La langue française évolue à une vitesse folle. Chaque semaine, notre conseillère linguistique décortique les mots et les expressions qui font les manchettes ou qui nous donnent du fil à retordre.

Et si ce n’était pas une faute ?

Enfant, on se fait seriner cette règle : les scies (si) n’aiment pas les raies (rais). Elle permet de se rappeler qu’avec la conjonction si, on ne doit pas conjuguer un verbe en -rais/rait, mais plutôt en -vais/vait.

Et si… ce n’était pas toujours vrai ?

Cette règle s’applique bien si on utilise la conjonction si pour introduire une hypothèse. On doit alors employer l’imparfait et on n’écrit donc pas « si j’aurais su », mais si j’avais su. Et on n’écrit pas « si tu voudrais », mais si tu voulais.

Mais si s’emploie aussi correctement avec le conditionnel – et le futur – quand on veut exprimer une concession. Cet emploi est assez rare et on ne l’enseigne sans doute pas à l’école. Chaque fois qu’un journaliste utilise cette construction, La Presse reçoit des dizaines de messages soulignant cette faute qui n’en est pas une.

Voici deux exemples (réels, mais raccourcis). Il fallait bien que ça arrive, même si on aurait pu s’en passer. Si tous les ponts seront ouverts à la circulation pour la rentrée, le répit sera de courte durée.

La Banque de dépannage linguistique de l’Office québécois de la langue française explique qu’on « peut analyser ce genre de construction appartenant à un registre de langue très soutenu comme une ellipse de s’(il est vrai que), s’(il faut admettre que), si (on estime que) ».

Si on ajoute les mots entre parenthèses à une phrase que l’on croit fautive, on voit qu’elle ne l’est pas. S’il est vrai que tous les ponts seront ouverts à la circulation pour la rentrée, le répit sera de courte durée. Il fallait bien que ça arrive, même s’il faut admettre qu’on aurait pu s’en passer.

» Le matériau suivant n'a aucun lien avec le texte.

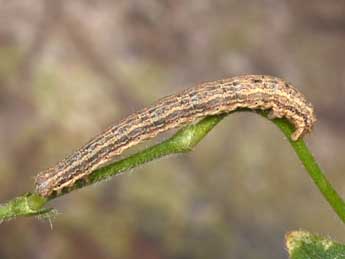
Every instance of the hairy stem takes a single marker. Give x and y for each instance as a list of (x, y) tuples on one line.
[(183, 141)]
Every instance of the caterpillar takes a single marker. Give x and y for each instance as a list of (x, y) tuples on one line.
[(248, 91)]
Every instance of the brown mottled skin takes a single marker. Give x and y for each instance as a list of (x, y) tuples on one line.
[(223, 96)]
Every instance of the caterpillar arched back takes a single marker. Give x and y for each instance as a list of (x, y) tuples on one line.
[(217, 97)]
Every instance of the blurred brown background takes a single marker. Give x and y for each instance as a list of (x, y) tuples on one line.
[(68, 69)]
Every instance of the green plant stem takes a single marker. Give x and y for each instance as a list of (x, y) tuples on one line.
[(314, 170), (183, 141)]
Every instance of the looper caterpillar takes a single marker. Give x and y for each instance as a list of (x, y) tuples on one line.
[(210, 98)]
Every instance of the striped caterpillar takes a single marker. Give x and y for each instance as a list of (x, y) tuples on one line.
[(217, 97)]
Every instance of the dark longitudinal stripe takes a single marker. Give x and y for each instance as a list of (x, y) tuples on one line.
[(251, 91)]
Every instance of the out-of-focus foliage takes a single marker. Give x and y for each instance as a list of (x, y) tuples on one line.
[(303, 245), (71, 68)]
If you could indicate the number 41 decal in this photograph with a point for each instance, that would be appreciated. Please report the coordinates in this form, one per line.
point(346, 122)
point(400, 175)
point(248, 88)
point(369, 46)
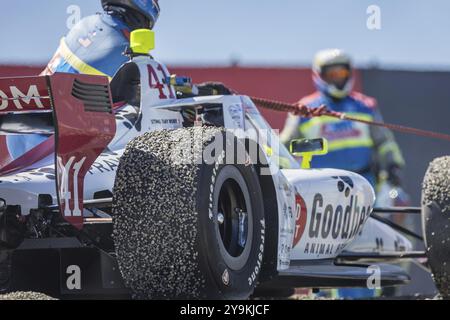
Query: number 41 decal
point(155, 82)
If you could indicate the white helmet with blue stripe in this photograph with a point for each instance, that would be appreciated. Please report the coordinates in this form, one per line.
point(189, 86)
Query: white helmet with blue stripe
point(148, 8)
point(332, 73)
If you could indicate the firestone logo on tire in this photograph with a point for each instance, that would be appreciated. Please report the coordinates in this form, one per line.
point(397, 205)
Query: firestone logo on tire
point(300, 218)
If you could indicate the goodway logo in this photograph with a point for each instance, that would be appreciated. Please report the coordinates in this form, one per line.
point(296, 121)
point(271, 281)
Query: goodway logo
point(17, 96)
point(338, 222)
point(300, 218)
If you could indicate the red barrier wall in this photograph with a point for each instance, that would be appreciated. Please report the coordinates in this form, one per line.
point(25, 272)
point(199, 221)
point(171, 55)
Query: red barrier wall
point(284, 84)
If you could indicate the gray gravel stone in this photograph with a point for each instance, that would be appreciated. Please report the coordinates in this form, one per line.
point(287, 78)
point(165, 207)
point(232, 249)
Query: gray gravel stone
point(155, 218)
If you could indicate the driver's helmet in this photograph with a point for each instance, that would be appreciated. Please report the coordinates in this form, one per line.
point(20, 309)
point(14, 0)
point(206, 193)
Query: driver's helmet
point(332, 73)
point(148, 8)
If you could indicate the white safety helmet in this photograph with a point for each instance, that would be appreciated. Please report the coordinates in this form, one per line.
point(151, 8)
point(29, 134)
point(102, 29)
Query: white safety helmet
point(332, 73)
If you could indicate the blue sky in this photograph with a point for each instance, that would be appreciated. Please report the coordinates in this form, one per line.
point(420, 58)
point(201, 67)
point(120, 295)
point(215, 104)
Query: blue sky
point(414, 33)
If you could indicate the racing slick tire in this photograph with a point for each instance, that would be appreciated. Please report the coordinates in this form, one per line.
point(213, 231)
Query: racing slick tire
point(187, 229)
point(436, 222)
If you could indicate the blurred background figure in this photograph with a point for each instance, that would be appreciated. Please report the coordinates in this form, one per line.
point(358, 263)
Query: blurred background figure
point(94, 46)
point(367, 150)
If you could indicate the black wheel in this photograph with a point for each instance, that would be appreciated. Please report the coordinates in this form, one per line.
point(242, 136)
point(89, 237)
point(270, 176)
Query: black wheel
point(436, 222)
point(187, 229)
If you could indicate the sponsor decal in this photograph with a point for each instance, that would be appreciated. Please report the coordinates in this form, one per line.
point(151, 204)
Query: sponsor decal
point(300, 218)
point(335, 222)
point(68, 188)
point(15, 99)
point(258, 266)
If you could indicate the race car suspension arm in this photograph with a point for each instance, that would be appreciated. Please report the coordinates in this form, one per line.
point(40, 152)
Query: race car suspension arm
point(89, 204)
point(397, 227)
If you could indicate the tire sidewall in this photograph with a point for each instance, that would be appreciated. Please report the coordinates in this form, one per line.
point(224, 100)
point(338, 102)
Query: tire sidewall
point(241, 282)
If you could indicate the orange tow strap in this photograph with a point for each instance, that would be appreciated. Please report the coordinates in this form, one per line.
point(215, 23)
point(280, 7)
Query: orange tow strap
point(304, 111)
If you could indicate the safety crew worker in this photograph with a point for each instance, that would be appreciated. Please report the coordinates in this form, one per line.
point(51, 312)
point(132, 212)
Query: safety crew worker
point(368, 150)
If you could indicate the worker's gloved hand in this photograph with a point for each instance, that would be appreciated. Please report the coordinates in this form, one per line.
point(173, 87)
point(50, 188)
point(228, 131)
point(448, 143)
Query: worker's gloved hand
point(213, 89)
point(394, 175)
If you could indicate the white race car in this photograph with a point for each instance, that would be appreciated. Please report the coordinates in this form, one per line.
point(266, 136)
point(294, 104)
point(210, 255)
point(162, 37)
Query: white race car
point(143, 199)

On peut aussi employer si correctement avec le conditionnel et avec le futur après les verbes se demander, ignorer et savoir dans une interrogation indirecte. On se demandait s’il accepterait de s’expliquer. J’ignore si cet auteur vous plaira. On ne saura jamais si elle aurait pu être sauvée.

Courrier

Aucun frais ou aucuns ?

Est-ce normal de voir très souvent « aucuns frais » avec un s puisque aucun signifie sans ?

RÉPONSE

Même si cela semble curieux, l’adjectif indéfini aucun s’emploie bien au pluriel dans certains cas, notamment quand un nom n’a pas de singulier, comme frais, ou quand il doit être employé au pluriel comme travaux, dans un des exemples ci-dessous.

On écrit donc correctement aucuns frais. Aucuns frais ne seront remboursés. En raison de la pandémie, on n’a pu célébrer aucunes funérailles à l’église. Il est surmené parce qu’il n’a pris aucunes vacances depuis son embauche. On a appris qu’il n’y aurait aucuns travaux routiers dans ce secteur. Les réparations urgentes n’entraîneront aucuns frais supplémentaires. Les coupables ne subiront aucunes représailles, a assuré l’État.